Mr. Sarnoff asked if the planning department has done anything about those signs. Mr. Garcia said it has worked with code enforcement on them.

Mr. Sarnoff asked Mr. Garcia to report back to the commission on the extent of enforcement efforts regarding those two signs.

Commissioner Frank Carollo said “it’s selective enforcement,” a point he was trying to make earlier this year when commissioners debated removal efforts on a mural along I-95.

Mr. Garcia noted that the current sign ordinance prohibits flashing and animated signs.

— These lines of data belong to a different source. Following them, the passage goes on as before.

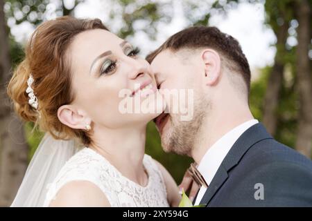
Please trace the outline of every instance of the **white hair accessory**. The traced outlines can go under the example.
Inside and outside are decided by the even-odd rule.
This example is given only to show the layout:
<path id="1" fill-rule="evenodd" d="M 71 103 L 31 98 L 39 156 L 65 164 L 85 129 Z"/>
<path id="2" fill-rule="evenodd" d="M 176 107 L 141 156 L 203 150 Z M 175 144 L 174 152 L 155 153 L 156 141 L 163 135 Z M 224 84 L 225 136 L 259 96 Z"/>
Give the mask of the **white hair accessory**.
<path id="1" fill-rule="evenodd" d="M 37 111 L 38 110 L 38 99 L 37 98 L 36 95 L 35 95 L 35 93 L 33 93 L 33 88 L 31 87 L 32 84 L 33 83 L 33 75 L 30 75 L 28 79 L 27 80 L 27 85 L 28 86 L 26 92 L 28 94 L 29 99 L 28 99 L 28 104 L 33 107 Z"/>

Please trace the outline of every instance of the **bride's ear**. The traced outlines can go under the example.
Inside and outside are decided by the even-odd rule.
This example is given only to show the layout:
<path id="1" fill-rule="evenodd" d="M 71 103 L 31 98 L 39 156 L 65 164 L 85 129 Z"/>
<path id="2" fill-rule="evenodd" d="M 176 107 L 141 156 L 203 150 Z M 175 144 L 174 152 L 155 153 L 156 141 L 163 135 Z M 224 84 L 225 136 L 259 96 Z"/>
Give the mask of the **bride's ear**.
<path id="1" fill-rule="evenodd" d="M 205 65 L 204 83 L 212 86 L 218 82 L 221 73 L 221 59 L 219 54 L 212 49 L 205 49 L 202 52 Z"/>
<path id="2" fill-rule="evenodd" d="M 63 124 L 71 128 L 85 129 L 91 124 L 91 119 L 85 113 L 72 105 L 63 105 L 58 110 L 58 117 Z"/>

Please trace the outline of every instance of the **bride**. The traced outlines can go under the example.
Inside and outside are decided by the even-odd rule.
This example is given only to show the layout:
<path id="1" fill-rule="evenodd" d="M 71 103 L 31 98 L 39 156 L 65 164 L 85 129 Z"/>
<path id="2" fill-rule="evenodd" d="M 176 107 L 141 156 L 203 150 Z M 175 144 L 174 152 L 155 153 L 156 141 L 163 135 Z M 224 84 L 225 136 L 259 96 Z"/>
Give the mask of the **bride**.
<path id="1" fill-rule="evenodd" d="M 137 54 L 99 19 L 38 26 L 8 93 L 19 115 L 46 133 L 12 206 L 177 206 L 173 179 L 144 154 L 146 124 L 159 113 L 119 109 L 122 89 L 141 102 L 158 93 Z"/>

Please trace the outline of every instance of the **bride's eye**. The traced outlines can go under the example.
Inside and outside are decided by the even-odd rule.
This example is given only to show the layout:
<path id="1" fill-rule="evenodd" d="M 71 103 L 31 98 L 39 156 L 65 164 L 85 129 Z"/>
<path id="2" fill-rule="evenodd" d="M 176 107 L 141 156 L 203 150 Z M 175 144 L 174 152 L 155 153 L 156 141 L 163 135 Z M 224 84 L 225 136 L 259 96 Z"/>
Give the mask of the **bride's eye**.
<path id="1" fill-rule="evenodd" d="M 138 47 L 136 47 L 135 48 L 132 49 L 131 48 L 129 48 L 125 50 L 125 55 L 129 57 L 135 57 L 140 52 L 140 49 Z"/>
<path id="2" fill-rule="evenodd" d="M 112 61 L 110 59 L 105 61 L 100 69 L 100 75 L 113 73 L 116 68 L 116 62 L 117 61 Z"/>

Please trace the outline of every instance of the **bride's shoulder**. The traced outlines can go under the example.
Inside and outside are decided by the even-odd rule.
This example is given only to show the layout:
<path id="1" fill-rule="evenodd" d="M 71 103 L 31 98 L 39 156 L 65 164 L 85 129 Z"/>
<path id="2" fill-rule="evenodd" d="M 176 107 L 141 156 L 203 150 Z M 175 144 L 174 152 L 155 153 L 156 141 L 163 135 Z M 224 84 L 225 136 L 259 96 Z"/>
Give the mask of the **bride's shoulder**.
<path id="1" fill-rule="evenodd" d="M 48 186 L 46 206 L 110 206 L 101 178 L 106 164 L 92 151 L 84 148 L 66 162 Z"/>
<path id="2" fill-rule="evenodd" d="M 92 169 L 105 167 L 101 157 L 99 157 L 94 151 L 89 148 L 83 148 L 72 156 L 62 169 L 62 171 L 78 171 L 80 172 L 89 172 Z"/>
<path id="3" fill-rule="evenodd" d="M 110 204 L 103 191 L 93 182 L 76 180 L 64 184 L 49 206 L 110 206 Z"/>
<path id="4" fill-rule="evenodd" d="M 84 148 L 72 156 L 63 166 L 54 180 L 63 184 L 71 180 L 88 180 L 100 181 L 100 176 L 107 171 L 108 165 L 94 151 Z"/>
<path id="5" fill-rule="evenodd" d="M 179 189 L 173 177 L 167 169 L 157 160 L 147 155 L 146 155 L 145 158 L 150 162 L 153 162 L 155 166 L 160 171 L 165 184 L 167 199 L 170 205 L 171 206 L 177 206 L 179 202 L 181 200 L 181 196 L 179 194 Z"/>

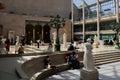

One Response to Miami ducking decision on illuminated signs

  1. DC Copeland

    March 27, 2014 at 4:10 pm

    This anemic sign ordinance is a perfect example of what happens when a committee of self-appointed experts get together to hash out parameters on just about anything. Here’s an idea that will appeal to the “man in the street”: ban illuminated signs outright. Of course, those who won’t like that solution are in the sign and advertising industry and their lobbyists and attorneys who represent them. And the Miami Children’s Museum. Arquitectonica, if not already embarrassed by that obnoxious LED sign hanging off their building, may rue the day it was ever hung there when pictures of it start appearing in respected design and architecture journals as an example of commerce trumping aesthetics, bemoaning the blinding commercial assault led by LEDs on the American landscape.